Ao longo dos últimos anos fomos apresentados a essa nova “entidade” controladora de nossas vidas: Vossa Excelência, o algoritmo. Ele se transformou numa espécie de fatalidade, de destino. A promessa é mais ou menos a seguinte: entendendo quem você é, conhecendo seus hábitos e suas buscas, empresas, políticos e “movimentos” se tornam cada vez mais eficientes na tarefa de antecipar o seu desejo ou, no pior cenário, manipulá-lo.
O subtexto é simples: você é uma pessoa risivelmente previsível. O algoritmo seria apenas o mapa da sua previsibilidade. Eu sei o que você fez no verão passado e aposto que saberei (dado que você não é lá uma pessoa muito surpreendente) o que pessoas “do seu tipo” vão fazer no verão seguinte. Darwin mostrou que dois lagartos idênticos, separados e vivendo em ilhas apartadas, tomam caminhos evolutivos completamente distintos para se adaptar a meios diferentes. Se substituirmos “ilha” por “bolha”, veremos que, tais como os lagartos de galápagos, tendemos a nos parecer cada vez mais com os répteis da nossa ilha e nos distinguir dos irmãos lagartos da ilha ao lado. Talvez passemos até a devorar o outrora nosso parente na primeira oportunidade. O problema com a previsibilidade é que ela nos torna criaturas desinteressantes.
Os biomas mais ricos são os mais diversos. A Amazônia é mais rica do que o Saara em função de sua diversidade de fauna, flora, minerais, variações climáticas, rios etc. Restrito ao algoritmo, você aos poucos se transforma num deserto de ideias e passa representar fielmente o estereótipo da sua ilha: um lagarto típico. Regina Casé costuma dizer em suas palestras que é o terror dos algoritmos. Por quê? Porque suas amizades e interesses abrangem leques de gente tão amplos que dificilmente se encontrariam para tomar um chope. Regina funciona como uma espécie de elo entre as ilhas. O algoritmo pira com Regina Casé porque ela não respeita a geografia bem demarcadinha das ilhas e das bolhas. Regina Casé é amazônica! Na década de 1970, o neurocientista Paul MacLean apresentou a teoria do cérebro dividido em três unidades, que seriam na verdade três camadas históricas. A camada mais recente seria o neocortex, responsável pelas funções executivas, pelo pensamento abstrato e pela inventividade; a camada intermediária seria o sistema límbico, o cérebro dos mamíferos, responsável pela afetividade; e a camada mais arcaica, o cérebro reptiliano (que compartilhamos com os répteis), responsável pelas respostas instintivas e emoções mais primárias: agressividade, falta de empatia, raiva e medo.

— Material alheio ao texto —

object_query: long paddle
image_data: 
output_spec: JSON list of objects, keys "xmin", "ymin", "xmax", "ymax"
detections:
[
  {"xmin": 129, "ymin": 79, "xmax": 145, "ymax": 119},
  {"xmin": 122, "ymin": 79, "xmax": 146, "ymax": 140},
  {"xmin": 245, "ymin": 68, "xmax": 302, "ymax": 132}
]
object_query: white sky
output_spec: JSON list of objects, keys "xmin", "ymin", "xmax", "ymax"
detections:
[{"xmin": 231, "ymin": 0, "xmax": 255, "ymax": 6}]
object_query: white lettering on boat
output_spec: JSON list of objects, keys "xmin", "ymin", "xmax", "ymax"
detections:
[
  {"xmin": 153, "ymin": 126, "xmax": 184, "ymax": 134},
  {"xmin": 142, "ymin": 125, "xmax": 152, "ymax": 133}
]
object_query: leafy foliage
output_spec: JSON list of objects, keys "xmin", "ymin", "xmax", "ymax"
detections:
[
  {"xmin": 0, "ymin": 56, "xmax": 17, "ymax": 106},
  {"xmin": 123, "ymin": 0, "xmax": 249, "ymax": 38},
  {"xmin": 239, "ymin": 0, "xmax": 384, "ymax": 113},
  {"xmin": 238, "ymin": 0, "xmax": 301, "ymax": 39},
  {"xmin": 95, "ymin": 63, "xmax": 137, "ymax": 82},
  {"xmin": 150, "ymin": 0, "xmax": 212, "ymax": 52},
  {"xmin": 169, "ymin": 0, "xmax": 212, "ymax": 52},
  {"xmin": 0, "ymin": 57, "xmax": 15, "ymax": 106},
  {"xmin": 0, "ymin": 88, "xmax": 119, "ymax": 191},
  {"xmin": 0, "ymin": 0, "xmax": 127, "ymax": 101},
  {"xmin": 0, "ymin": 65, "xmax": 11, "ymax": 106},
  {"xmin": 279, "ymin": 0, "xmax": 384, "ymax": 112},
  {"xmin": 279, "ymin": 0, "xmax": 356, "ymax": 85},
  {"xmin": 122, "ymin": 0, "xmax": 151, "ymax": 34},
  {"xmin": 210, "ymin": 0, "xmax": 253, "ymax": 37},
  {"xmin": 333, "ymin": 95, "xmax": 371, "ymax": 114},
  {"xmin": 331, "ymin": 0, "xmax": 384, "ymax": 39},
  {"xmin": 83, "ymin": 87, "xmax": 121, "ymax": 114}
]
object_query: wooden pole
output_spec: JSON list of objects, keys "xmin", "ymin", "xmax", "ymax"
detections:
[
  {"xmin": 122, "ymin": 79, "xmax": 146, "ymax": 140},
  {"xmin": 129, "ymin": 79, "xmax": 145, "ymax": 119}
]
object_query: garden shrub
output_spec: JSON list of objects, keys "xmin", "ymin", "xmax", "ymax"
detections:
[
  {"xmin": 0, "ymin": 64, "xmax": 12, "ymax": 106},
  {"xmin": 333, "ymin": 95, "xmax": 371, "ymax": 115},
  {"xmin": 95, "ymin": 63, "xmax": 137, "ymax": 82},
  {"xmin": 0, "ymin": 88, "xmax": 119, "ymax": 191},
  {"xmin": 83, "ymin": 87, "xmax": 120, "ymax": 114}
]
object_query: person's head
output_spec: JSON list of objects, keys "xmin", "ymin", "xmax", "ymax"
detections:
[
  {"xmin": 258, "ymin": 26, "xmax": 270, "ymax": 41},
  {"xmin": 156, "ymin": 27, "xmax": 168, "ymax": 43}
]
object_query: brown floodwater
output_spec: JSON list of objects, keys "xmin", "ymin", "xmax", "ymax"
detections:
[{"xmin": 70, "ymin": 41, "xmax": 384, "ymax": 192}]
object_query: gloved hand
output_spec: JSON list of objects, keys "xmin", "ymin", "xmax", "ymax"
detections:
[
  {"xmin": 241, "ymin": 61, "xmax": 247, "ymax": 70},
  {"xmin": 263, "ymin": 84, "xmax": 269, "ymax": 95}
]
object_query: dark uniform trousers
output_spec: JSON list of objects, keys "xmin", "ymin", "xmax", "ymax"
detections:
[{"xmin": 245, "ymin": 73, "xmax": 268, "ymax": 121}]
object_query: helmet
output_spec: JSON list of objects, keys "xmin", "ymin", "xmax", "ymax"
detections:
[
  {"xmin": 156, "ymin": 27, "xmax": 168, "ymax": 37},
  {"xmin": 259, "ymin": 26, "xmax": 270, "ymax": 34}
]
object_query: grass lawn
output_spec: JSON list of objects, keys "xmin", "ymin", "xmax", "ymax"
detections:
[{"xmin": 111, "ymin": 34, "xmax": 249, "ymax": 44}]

Desconfio que aprisionados em nossas ilhas, nos comportemos cada vez mais como répteis, destilando emoções primárias e nos distanciando da capacidade de gerar as pontes afetivas dos mamíferos e embotando definitivamente a inventividade e capacidade de pensamento lógico do neocortex demasiadamente humano. Os lagartos ilhados tornam-se neofóbicos: toda diferença e novidade é encarada como ameaça. Na “bolha” agimos como animais de sangue frio. O algoritmo é ilha que esfria nosso sangue e desumaniza porque reforça o réptil em nós. Então, aproveitando que o ano apenas começa, sejamos mais amazônicos e menos desérticos. Sejamos mais humanos e menos répteis frios. Sejamos menos previsíveis e mais interessantes! Vamos enlouquecer os algoritmos com mais improbabilidades, experimentando mais, convivendo mais, destruindo muros, construindo pontes. Desalgoritme-se!